La crise du Covid a effectivement vu l'Europe s'endetter à hauteur de 750 milliards d'euros, une expérience qui a été jugée unique par beaucoup, notamment en Allemagne. Merz a, par ailleurs, souligné que le gobelin planerait sur l'Allemagne et qu'une telle démarche ne serait pas envisageable dans un avenir proche.
Nagel, le gouverneur de la banque centrale allemande, exprime un avis différent
Alors que Friedrich Merz s'oppose fermement à l'idée d'Emmanuel Macron, de son côté, Joachim Nagel, gouverneur de la Banque centrale allemande, a révélé son soutien à une éventuelle levée de dette commune. Lors d'une interview accordée à Politico, il a plaidé pour la création d'un "actif sûr de référence européen, très liquide et couvrant l'ensemble de la zone euro".

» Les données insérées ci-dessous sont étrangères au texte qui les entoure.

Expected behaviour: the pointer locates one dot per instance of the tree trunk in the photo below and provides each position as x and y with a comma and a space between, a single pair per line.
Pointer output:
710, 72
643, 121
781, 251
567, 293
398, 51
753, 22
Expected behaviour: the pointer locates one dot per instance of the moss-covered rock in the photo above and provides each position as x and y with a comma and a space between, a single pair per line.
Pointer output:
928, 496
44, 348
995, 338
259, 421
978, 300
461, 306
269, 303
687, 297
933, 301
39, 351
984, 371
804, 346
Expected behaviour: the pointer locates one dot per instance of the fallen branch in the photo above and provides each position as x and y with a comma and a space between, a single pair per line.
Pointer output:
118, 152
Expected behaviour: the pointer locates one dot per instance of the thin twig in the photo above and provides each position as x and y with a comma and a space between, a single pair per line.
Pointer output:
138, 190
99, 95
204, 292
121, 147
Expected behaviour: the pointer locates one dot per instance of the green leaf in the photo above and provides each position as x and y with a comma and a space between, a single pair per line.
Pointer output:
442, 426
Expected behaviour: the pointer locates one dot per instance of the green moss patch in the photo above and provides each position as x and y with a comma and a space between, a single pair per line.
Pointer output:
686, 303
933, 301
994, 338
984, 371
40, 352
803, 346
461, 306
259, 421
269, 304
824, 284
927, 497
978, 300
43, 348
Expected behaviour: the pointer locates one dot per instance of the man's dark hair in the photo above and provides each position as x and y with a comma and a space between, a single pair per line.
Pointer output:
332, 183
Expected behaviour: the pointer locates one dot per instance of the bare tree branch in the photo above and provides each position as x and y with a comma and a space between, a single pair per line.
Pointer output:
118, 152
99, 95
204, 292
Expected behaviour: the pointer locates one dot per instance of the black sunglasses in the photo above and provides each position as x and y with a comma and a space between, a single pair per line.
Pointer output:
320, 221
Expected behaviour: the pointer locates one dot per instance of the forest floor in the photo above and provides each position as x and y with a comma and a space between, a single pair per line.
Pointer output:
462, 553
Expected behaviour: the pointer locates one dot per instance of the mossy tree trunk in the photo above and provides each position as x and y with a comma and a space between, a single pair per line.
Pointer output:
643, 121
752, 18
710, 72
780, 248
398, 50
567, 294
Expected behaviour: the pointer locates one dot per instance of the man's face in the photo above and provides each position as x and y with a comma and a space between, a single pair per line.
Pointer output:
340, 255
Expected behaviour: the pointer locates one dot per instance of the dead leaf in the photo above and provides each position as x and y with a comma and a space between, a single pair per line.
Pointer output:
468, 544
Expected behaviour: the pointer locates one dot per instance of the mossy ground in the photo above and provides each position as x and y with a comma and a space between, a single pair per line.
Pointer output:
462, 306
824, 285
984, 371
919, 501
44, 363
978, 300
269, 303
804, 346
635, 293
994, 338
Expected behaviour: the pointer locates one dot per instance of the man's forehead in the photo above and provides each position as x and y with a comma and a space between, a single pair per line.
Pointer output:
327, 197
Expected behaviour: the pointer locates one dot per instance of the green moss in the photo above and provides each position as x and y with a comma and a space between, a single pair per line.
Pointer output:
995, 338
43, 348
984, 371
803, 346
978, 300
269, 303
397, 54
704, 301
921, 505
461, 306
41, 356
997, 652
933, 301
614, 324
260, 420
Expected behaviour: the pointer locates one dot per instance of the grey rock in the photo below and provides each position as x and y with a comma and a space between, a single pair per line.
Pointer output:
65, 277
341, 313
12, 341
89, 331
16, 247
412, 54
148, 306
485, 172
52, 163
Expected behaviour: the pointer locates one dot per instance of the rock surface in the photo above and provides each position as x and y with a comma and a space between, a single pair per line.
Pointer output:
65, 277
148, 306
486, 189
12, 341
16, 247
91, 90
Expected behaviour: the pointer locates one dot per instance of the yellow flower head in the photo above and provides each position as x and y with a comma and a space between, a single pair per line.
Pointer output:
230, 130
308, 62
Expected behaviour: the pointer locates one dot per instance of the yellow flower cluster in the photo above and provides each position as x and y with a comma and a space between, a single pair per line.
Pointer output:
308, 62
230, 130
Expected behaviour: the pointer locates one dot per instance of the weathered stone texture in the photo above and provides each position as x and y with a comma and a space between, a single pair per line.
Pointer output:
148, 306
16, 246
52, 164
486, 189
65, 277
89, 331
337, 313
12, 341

"Il est indispensable d'agir rapidement et de manière ciblée, car certaines situations exigent un soutien financier immédiat, sans pour autant compromettre les finances publiques des États membres", a affirmé Nagel.
Il a toutefois précisé que cette dette ne devrait être utilisée que pour des fins spécifiques telles que la transition écologique ou la modernisation technologique, en ligne avec la vision de Macron, qui prône un investissement annuel de 1.200 milliards d'euros dans des secteurs clés comme la sécurité et la défense.
Ce débat sur la dette européenne met en lumière les divergences d'opinion au sein de l'Europe, alors que les pays balancent entre le besoin de solidarité financière et celui de la responsabilité budgétaire.